Another slow start plagues men’s basketball team, leads to OT loss

Adam Fink

There is a fine line to winning, and Minnesota’s men’s basketball team is finding that barrier difficult to cross.

After making a 15-point comeback at Purdue last Wednesday before losing, the Gophers again found themselves in a large hole Saturday against Indiana.

The Gophers dug themselves into an 18-point deficit before rallying, only to fall short 86-81 in overtime against the Hoosiers at Williams Arena.

Playing without Moe Hargrow (11.4 points per game) for the first time since he quit the team Friday, Minnesota came back behind a tenacious zone defense, a determined Kris Humphries and an all-around team effort.

In the end, it came down to the Gophers missing two free throws in overtime and Indiana’s A.J. Moye scoring four points.

“We put ourselves in a position to win,” Gophers coach Dan Monson said. “But when you are struggling, you don’t make the plays. They made the plays to win and we didn’t make the plays.”

Minnesota (8-9, 0-5 Big Ten) is off to its worst start since 1988, when the team started the conference schedule with the same record. Sixteen years ago, however, those Gophers won game number six.

The difference between earning a win Saturday and losing wasn’t lost on Hoosiers coach Mike Davis.

“When you get down, you get down,” Davis said. “It’s only going to take one win for them to get going in the right direction.”

Early on it didn’t seem as though Saturday was going to be that day.

Minnesota switched to a zone defense near the end of the first half when the deficit had swelled to 42-24.

This slowed Indiana’s tempo and allowed Minnesota to mount a comeback.

“We got to get that early start and we wouldn’t be in that position,” said Minnesota’s Stan Gaines, who had a career-high 16 points. “It’s hard to come back.”

Humphries, who scored 20 of his 24 points in the second half, made two free throws to give Minnesota a 71-68 lead with 3:21 remaining.

“We’re putting ourselves into position to win games,” Humphries said. “It’s a situation where we’ve got to buckle down.”

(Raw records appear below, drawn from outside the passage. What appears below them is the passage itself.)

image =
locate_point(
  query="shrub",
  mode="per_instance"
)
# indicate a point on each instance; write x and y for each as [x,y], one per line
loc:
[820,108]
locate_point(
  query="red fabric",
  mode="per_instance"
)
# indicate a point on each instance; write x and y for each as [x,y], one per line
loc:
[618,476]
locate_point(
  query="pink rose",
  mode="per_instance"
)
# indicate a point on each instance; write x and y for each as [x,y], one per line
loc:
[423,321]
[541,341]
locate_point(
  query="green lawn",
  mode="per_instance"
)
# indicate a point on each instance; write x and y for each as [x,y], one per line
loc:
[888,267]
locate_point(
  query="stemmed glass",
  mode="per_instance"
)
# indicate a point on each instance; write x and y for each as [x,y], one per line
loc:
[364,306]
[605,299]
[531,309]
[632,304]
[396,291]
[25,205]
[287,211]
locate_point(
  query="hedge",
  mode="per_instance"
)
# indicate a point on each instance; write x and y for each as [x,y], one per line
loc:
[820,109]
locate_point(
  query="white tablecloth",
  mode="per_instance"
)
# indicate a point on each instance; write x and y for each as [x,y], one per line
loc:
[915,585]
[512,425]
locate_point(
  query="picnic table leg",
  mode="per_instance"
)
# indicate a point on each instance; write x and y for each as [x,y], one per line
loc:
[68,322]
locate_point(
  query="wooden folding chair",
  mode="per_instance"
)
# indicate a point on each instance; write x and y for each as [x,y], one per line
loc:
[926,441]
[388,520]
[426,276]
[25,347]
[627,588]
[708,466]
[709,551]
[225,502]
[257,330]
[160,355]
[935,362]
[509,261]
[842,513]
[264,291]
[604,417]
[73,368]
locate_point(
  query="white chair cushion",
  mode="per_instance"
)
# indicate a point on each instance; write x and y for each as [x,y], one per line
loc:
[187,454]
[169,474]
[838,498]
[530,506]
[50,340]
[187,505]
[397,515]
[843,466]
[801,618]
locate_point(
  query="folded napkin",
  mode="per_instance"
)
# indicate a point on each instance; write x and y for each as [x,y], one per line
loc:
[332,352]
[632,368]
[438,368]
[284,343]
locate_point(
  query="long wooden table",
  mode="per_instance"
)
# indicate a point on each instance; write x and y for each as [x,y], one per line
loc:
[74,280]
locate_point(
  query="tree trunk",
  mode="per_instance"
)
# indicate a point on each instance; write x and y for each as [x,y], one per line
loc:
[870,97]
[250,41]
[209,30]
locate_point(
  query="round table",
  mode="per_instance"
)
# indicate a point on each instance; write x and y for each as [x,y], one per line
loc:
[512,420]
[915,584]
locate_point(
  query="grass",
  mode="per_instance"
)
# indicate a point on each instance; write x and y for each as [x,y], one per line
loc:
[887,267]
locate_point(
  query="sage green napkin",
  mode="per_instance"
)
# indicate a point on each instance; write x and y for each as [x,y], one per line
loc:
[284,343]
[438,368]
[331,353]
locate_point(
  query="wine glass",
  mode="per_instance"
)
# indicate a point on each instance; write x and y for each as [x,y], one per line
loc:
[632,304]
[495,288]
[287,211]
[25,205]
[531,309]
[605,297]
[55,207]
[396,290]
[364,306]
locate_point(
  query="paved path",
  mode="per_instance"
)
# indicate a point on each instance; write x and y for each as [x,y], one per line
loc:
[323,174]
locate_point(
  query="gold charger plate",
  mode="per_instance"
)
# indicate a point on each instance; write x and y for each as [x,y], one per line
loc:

Instead, the Hoosiers (10-6, 4-1) answered. Indiana’s Bracey Wright, who finished with 22 points and was one of five Hoosiers in double figures, scored four of his team’s next six points.

Trailing 75-73, the Gophers had two options: try for the tie or go for the win. Minnesota opted for the first choice and Kris Humphries muscled his way into the paint for a soft hook shot to force an extra five-minute session.

“We actually did talk about it,” Monson said. “It’s easy to hindsight. There is no way you are going to jack a three at home, down two.”

Twice in the past week, Minnesota has found itself in a position to win in the waning minutes. And twice the team has lost.

While Gaines called Saturday’s defeat part of the team’s learning curve, the lessons are becoming harder to swallow.

And for a team that is only a few plays from sitting in the upper half of the standings, another loss makes it even tougher to stay focused and upbeat.

“We can’t string anything together until we get a win,” Monson said. “We are almost there and we need to get through this. There is a very fine line.”